Clause 81: Eligibility for special measures: age of child witnesses
450. Chapter 1 of Part 2 of the 1999 Act enables a court in criminal proceedings to give a direction that one or more special measures should apply to a witness when giving evidence. A special measures direction can only be made in relation to a witness who is eligible for assistance. The criteria for eligibility are also set out in that Part.
451. Clause 81 amends section 16(1)(a) of the 1999 Act so that all persons aged under 18 will automatically qualify as witnesses eligible for assistance under Part 2. Currently, only witness aged under 17 are automatically eligible for assistance.
452. Section 17 of the 1999 Act provides that a witness is eligible for assistance if the court is satisfied that the quality of the witness evidence would be reduced on the grounds of fear or distress about testifying.
453. Clause 82 extends section 17 and gives automatic eligibility for assistance to witnesses in proceedings related to relevant offences. The court does not need to be satisfied that the quality of the witness evidence will be diminished. Relevant offences are specified gun and knife crimes which are listed in Schedule 12. A witness can inform the court that he or she does not wish to be eligible for assistance.
454. The list of relevant offences is inserted as a new Schedule 1A to the 1999 Act and the list can be amended by order made by the Secretary of State. The effect of subsection (3) is that the order-making power is subject to the negative resolution procedure.
455. Clause 83 amends section 21 of the 1999 Act so as to modify the primary rule that applies to child witnesses. This rule requires all child witnesses to give evidence in chief by a video recorded statement and any further evidence by live link, unless (except for child witnesses in need of special protection in certain sexual and other offence cases) the court is satisfied that to do so will not improve the quality of that childs evidence.
456. Subsections (2) and (7) remove the special category of child witnesses who are in need of special protection. The effect is to place all child witnesses on the same footing, regardless of the offence to which the proceedings relate.

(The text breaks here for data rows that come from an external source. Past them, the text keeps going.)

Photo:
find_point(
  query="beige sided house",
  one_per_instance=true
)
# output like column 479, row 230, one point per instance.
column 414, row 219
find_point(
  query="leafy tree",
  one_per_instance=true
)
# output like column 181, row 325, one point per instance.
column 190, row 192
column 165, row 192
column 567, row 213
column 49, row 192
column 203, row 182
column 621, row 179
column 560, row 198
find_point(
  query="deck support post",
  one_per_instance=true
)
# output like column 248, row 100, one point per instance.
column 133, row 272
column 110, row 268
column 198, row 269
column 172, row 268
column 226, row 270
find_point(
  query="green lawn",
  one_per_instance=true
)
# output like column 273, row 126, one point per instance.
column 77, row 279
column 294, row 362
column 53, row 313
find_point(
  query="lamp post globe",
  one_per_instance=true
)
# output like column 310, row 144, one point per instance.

457. Subsections (4) and (5) modify the primary rule to allow a child witness to opt out of giving evidence by a combination of video recorded evidence in chief and live link provided the court is satisfied, after taking into account certain factors, that not giving evidence in that way will not diminish the quality of the childs evidence. If as a result of opting out of the primary rule, the child witness would fall to give his or her evidence in court (and not by way of a live link) a secondary requirement applies. This obliges the child witness to give evidence in court in accordance with the special measure in section 23 of the 1999 Act, that is, from behind a screen that shields the witness from viewing the defendant. The secondary requirement does not apply if the court considers it would not maximise the quality of the childs evidence. The child may also opt out of this secondary requirement, subject to the agreement of the court.
458. Subsection (6) inserts new subsection (4C) into section 21 of the 1999 Act which sets out the factors the court must consider in deciding whether the child witness may opt out of the primary rule and also in deciding whether the child witness may opt out of the secondary requirement to give evidence from behind a screen. These are: the witness age and maturity, the witnesss ability to understand the consequences of giving their evidence in court rather than via video-recorded statement, any relationship between the witness and accused, the witness social, cultural and ethnic background, the nature and circumstances of the offence being tried as well as any other factors the court considers relevant.
459. Subsection (8) makes a consequential amendment to section 22, which relates to witnesses who attain the age of 18 after the video recorded statement is made.